He felt constrained to go out and look. He opened the glass door, and ventured in his list-slippers on to the gravelled terrace which commanded a view of the village. A few drops of rain were dashed against his face by the hurricane, and a terrific gust made his thick blue woollen dressing-jacket flap and flap again. But he struggled on, bareheaded and bending down, and at last reached the parapet, over which he leaned while glancing at the road that ran beneath. This road descended between two steep cliffs, and looked almost as though it had been hewn out of the solid rock to afford a resting-place for the twenty or thirty hovels of which Bonneville consisted. Every tide threatened to hurl the houses from their narrow shingle-strewn anchorage and crush them against the rocky cliff. To the left there was a little landing-place, a mere strip of sand, whither amid rhythmic calls men hoisted up some half-score boats. The inhabitants did not number more than a couple of hundred souls. They made a bare living out of the sea, clinging to their native rocks with all the unreasoning persistence of limpets. And on the cliffs above their miserable roofs, which every winter were battered by the storms, there was nothing to be seen except the church, standing about half-way up on the right, and the Chanteaus' house across the cleft on the other hand. Bonneville contained nothing more.
'What dreadful weather it is!' cried a voice.

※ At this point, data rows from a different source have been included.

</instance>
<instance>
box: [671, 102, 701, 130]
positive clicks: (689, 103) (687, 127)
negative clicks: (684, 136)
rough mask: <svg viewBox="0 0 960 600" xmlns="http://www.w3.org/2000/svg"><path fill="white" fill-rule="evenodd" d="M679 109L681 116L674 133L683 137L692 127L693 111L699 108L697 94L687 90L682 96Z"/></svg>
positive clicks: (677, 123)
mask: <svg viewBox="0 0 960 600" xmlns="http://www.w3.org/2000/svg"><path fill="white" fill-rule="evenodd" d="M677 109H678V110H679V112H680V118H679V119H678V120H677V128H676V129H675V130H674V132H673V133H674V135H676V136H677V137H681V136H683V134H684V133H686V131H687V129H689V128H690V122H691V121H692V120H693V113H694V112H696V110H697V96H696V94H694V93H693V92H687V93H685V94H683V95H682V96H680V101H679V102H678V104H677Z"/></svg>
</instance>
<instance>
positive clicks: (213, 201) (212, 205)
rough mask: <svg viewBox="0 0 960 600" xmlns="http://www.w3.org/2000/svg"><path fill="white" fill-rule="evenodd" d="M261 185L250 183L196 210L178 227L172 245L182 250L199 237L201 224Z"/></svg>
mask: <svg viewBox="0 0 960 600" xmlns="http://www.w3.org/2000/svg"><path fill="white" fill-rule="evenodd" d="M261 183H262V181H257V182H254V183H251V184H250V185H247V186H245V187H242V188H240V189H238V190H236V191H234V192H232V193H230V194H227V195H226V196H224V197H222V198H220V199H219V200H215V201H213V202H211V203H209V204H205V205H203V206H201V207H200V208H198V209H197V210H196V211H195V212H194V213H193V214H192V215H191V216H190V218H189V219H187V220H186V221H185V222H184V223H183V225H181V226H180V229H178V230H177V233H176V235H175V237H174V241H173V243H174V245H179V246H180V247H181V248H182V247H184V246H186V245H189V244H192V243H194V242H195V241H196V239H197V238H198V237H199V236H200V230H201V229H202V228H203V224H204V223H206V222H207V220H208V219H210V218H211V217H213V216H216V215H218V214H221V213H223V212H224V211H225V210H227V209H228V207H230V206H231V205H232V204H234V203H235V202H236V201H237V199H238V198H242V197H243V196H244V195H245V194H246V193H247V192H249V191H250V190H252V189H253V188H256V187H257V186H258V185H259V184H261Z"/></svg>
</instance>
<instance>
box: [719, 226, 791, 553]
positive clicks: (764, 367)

Chanteau raised his head and recognised the priest, Abbé Horteur, a thick-set man of peasant-like build, whose red hair was still unsilvered by his fifty years. He used a plot of graveyard land in front of the church as a vegetable garden, and was now examining his early salad plants, tucking his cassock the while between his legs in order to prevent the wind from blowing it over his head. Chanteau, who could not make himself heard amidst the roaring of the gale, contented himself with waving his hand.
'They are doing right in getting their boats up, I think,' shouted the priest.
But just then a gust of wind caught hold of his cassock and wrapt it round his head, so he fled for refuge behind the church.
Chanteau turned round to escape the violence of the blast. With his eyes streaming with moisture he cast a glance at his garden, over which the spray was sweeping, and the brick-built two-storeyed house with five windows, whose shutters seemed in imminent danger of being torn away from their fastenings. When the sudden squall had subsided, he bent down again to look at the road; and just at that moment Véronique returned. She shook her hands at him.
'What! you have actually come out!—Be good enough to go into the house again at once, sir!'
She caught him up in the passage, and scolded him like a child detected in wrong-doing. Wouldn't she have all the trouble of looking after him in the morning when he suffered agonies of pain from his indiscretion?
'Have you seen nothing of them?' he asked, submissively.